Let p be the population proportion of parents who had children in grades K-12 were satisfied with the quality of education the students receive.
Set of hypothesis :
[tex]H_0: p=0.43\\\\ H_a:p\neq0.43[/tex]
Confidence interval for population proportion is given by :-
[tex]\hat{p}\pm z_c\sqrt{\dfrac{\hat{p}(1-\hat{p})}{n}}[/tex] , where
n= sample size
[tex]\hat{p}[/tex]= sample proportion
and [tex]z_c[/tex] is the two-tailed z-value for confidence level (c).
As per given ,
Sample size of parents : n= 1085
Number of parents indicated that they were satisfied= 466
Sample proportion : [tex]\hat{p}=\dfrac{466}{1085}\approx0.429[/tex]

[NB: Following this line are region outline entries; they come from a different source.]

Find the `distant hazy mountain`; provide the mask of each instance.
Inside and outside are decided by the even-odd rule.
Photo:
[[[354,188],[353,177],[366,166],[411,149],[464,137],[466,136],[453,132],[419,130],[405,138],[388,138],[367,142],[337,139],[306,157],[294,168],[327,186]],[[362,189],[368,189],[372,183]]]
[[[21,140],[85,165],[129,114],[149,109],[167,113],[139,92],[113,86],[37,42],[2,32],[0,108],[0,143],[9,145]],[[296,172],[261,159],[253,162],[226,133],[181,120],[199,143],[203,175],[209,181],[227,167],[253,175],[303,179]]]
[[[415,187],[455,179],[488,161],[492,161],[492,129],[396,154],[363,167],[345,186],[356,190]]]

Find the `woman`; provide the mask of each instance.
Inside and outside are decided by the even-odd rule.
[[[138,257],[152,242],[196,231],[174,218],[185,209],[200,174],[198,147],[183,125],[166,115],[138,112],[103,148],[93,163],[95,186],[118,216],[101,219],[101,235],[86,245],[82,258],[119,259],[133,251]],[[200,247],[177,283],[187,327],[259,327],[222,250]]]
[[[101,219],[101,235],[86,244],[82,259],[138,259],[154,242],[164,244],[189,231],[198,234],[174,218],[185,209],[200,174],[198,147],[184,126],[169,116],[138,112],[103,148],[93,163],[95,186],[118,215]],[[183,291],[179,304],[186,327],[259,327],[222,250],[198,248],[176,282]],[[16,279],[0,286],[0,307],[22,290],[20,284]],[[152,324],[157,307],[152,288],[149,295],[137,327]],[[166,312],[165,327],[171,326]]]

Critical value for 90% confidence interval : [tex]z_c=1.645[/tex] ( by z-value table)
Now, the 90% confidence interval :
[tex]0.429\pm (1.645)\sqrt{\dfrac{0.429(1-0.429)}{1085}}\\\\=0.429\pm 0.0247\\\\=(0.429-0.0247,\ 0.429+0.0247)\\\\=(0.4043,\ 0.4537)[/tex]
Thus , the 90% confidence interval: (0.4043, 0.4537).
Since 0.43 lies in 90% confidence interval , it means we do not have enough evidence to reject the null hypothesis .
i.e. We are have no evidence that parents' attitudes toward the quality of education have changed.